# Stripping and rebuilding a mignon



## coffeechap

Hi folks having just finished stripping, cleaning and rebuilding the lovely little eureka mignon doser version I thought it might help some of you if you are so inclined, if I posted a thread detailing the process and order of stripping the little beast down, once stripped just do everything in reverse for the rebuild this will take a few posts to get all the photos in so bear with me. My start point is showing the machine immaculate after the rebuild and I will work back from that point









Ok first you have to remove the hopper from the grinder which doesn't really need an explaination then remove the two flat head screws at the top of the doser chamber see below.









Next you need to remove the three screws from the top plate to get the burr carrier assembly off









Ok what you will see now is the bottom burr assembly this is the part that moves up an down to adjust the fineness of the grind, you will need to remove the nut in the middle of the burrs, it turns clockwise and you have to use another screw driver to prevent the burrs from spinning see below









The nut requires an 11mm bit to remove it


----------



## coffeechap

Once the nut is removed, gently prise out the burr carrier assembly using a flat head screw driver then you will have cleared the burr assembly chamber, this will be full of coffee all you need to do is Hoover it out and wipe with a clean cloth to remove any residue, stubborn residue can be removed with a mild degreasant but make sure you wipe clean again.

















Ok now you need to remove the base of the unit by unscrewing the four cross head screws holding the base in place, this will allow you to move on to remove the motor, it is important that you do things in this order as it allows you to get to the nuts retaining the doser chamber on the main body of the grinder.









Once removed you will expose the base of the motor and will notice coffee grinds, just Hoover them up and wipe clear









ok onto the next thread which will be switch and motor removal


----------



## coffeechap

Ok so now gently prise out the switch from its housing, it is held in place by some small lugs, it should come out fairly easy. What I tend to do when it is removed, as with any adjustments to electrical wiring is to take a photo of the wiring to make sure I have a reference point to refer back to should I get distracted.

























Please notice that once i removed the cables to get the switch out, i reattached them so that the swich and motor assembly remained one unit, this again helps as it keeps all the cables in place. Once the switch is removed, now remove the portafilter holder on the front of the main body, this is done by unscrewing the large cross head screw retaining the holder.









Remove the holder and now turn the grinder back up the right way and remove the grind adjustment knob by completely unscrewing it turning it anticlockwise


----------



## coffeechap

Right now onto removing the motor assembly.

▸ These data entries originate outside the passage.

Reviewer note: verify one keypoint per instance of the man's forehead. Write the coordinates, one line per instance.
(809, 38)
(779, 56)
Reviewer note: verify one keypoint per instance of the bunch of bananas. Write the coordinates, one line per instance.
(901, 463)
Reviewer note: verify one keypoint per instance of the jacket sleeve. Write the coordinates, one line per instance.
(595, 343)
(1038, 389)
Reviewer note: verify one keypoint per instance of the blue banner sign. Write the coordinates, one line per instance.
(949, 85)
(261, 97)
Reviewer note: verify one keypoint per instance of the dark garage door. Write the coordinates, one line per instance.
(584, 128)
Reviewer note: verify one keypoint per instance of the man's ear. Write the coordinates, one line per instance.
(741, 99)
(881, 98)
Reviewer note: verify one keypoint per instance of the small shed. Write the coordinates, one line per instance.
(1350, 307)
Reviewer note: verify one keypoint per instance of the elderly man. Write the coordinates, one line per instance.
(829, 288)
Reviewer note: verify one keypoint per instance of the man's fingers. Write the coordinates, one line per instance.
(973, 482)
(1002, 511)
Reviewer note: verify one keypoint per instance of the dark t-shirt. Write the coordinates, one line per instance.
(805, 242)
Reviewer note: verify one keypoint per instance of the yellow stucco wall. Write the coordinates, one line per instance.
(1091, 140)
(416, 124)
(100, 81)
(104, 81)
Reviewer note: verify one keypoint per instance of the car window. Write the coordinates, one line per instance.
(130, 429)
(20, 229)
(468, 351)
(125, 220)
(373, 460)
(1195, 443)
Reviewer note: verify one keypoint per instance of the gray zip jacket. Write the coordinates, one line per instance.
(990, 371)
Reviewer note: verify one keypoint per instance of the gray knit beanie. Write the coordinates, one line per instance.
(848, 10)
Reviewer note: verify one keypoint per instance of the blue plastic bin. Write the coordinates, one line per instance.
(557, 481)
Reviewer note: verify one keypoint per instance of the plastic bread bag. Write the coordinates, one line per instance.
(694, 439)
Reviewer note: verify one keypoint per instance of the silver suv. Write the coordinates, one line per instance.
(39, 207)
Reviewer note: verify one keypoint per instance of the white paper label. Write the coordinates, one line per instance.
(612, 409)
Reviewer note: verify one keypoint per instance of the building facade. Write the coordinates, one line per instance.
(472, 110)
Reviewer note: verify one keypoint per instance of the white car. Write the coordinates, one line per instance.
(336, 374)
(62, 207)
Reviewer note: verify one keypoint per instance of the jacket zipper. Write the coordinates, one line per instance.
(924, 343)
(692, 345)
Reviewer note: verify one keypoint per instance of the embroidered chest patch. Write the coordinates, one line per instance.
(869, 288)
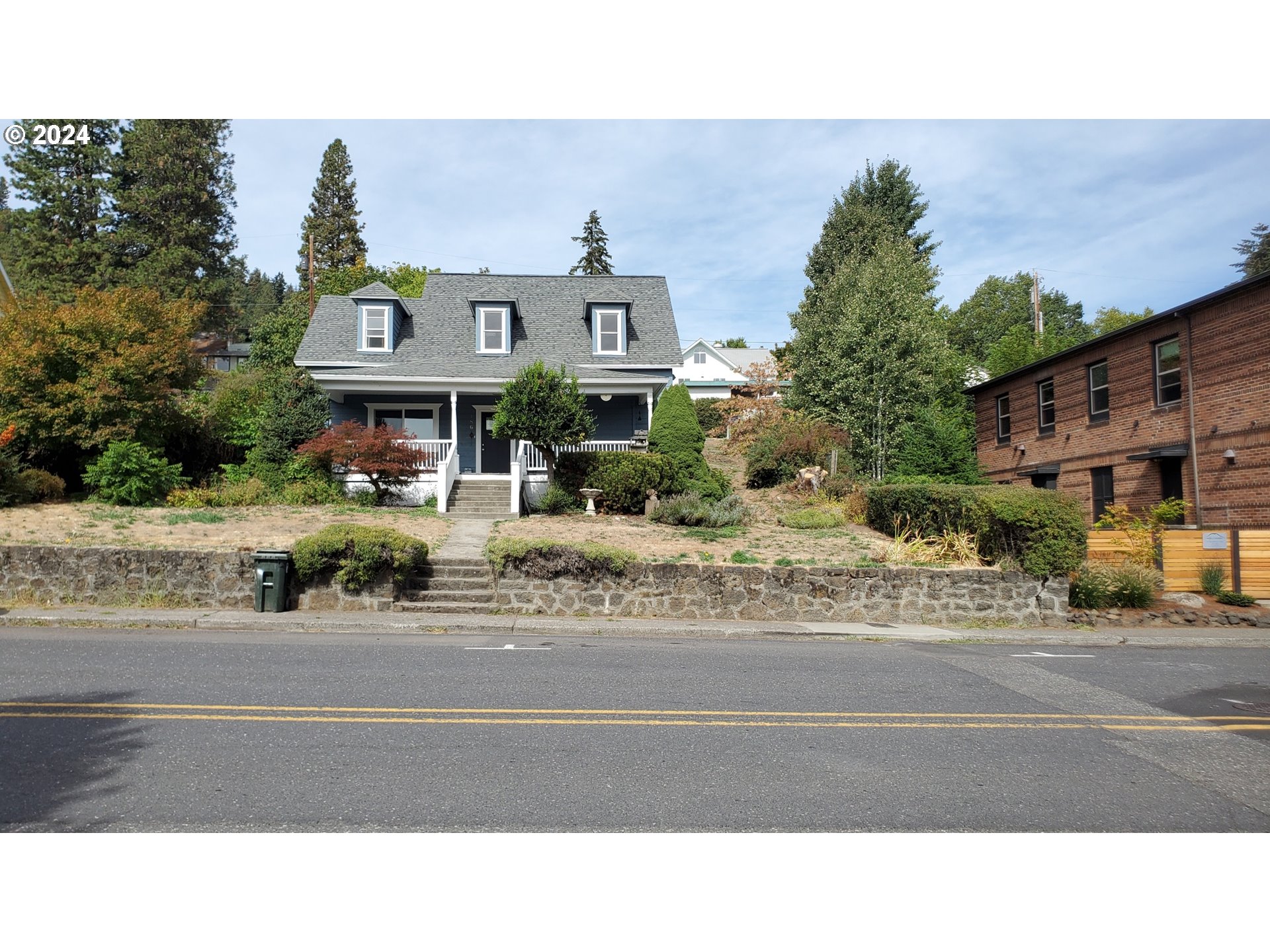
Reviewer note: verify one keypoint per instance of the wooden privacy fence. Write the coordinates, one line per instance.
(1245, 554)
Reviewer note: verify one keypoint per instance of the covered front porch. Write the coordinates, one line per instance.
(455, 429)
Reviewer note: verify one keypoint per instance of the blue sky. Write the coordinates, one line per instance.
(1126, 214)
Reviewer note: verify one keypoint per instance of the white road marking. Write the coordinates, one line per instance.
(505, 648)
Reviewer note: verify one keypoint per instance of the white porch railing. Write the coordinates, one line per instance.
(436, 451)
(534, 457)
(447, 473)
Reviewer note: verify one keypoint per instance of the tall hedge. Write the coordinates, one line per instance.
(624, 477)
(1042, 530)
(676, 433)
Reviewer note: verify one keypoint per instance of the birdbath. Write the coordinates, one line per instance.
(591, 499)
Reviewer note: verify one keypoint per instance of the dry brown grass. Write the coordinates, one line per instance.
(244, 528)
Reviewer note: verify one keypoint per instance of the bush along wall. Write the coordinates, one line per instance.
(1040, 530)
(624, 477)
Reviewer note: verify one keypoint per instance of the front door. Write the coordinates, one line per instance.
(495, 455)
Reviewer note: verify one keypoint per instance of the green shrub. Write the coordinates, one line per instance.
(1212, 578)
(691, 509)
(676, 433)
(548, 559)
(1133, 586)
(192, 498)
(622, 477)
(130, 474)
(1090, 588)
(359, 554)
(812, 518)
(708, 414)
(1044, 531)
(558, 500)
(42, 487)
(312, 493)
(788, 446)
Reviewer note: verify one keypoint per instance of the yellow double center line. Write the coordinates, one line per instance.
(625, 717)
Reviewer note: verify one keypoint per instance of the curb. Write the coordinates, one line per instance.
(539, 626)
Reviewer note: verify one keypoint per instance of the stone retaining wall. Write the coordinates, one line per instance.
(55, 575)
(745, 593)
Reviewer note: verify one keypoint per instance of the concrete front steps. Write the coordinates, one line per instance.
(488, 499)
(451, 586)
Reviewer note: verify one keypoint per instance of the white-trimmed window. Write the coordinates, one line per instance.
(419, 420)
(610, 333)
(492, 331)
(375, 329)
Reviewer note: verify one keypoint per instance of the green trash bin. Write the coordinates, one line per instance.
(271, 580)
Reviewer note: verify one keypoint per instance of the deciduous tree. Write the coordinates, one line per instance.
(545, 408)
(108, 367)
(595, 248)
(388, 463)
(332, 220)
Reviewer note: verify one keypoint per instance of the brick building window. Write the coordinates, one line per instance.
(1003, 419)
(1100, 394)
(1046, 405)
(1104, 491)
(1169, 372)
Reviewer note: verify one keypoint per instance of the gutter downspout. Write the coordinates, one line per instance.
(1191, 411)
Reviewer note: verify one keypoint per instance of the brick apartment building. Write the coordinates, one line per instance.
(1174, 405)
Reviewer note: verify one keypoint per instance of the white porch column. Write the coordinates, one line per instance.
(454, 418)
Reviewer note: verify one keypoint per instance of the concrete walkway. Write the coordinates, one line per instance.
(466, 539)
(539, 626)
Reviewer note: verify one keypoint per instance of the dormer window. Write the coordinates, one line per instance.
(609, 329)
(492, 331)
(375, 329)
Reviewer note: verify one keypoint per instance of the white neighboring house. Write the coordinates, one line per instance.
(712, 371)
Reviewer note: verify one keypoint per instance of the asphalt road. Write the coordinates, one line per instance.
(198, 730)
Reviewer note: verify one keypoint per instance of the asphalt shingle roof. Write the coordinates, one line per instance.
(550, 323)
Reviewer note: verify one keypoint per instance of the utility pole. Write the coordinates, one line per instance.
(310, 276)
(1039, 323)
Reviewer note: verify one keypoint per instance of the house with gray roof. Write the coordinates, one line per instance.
(433, 366)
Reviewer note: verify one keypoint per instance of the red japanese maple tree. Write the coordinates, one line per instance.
(380, 455)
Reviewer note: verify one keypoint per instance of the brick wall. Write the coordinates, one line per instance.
(1231, 364)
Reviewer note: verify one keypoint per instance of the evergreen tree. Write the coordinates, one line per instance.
(1001, 303)
(1255, 251)
(175, 230)
(879, 205)
(332, 218)
(595, 244)
(59, 245)
(870, 352)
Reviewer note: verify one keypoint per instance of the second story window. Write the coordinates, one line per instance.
(1046, 405)
(492, 331)
(375, 329)
(609, 331)
(1100, 394)
(1003, 419)
(1169, 372)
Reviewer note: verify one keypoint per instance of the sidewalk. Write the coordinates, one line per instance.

With the adjustment knob now removed, unscrew the three retaining cross head screws in the burr assembly unit, do this slowly as when the last one is removed the motor will drop out of the bottom of the main body, notice that the grind ajustment knob has been removed.

























Once the motor is removed it will be seperate from the main body and still be attached to the electrics in the base, take care to keep the washer attached to the top of the grind adjustment rod.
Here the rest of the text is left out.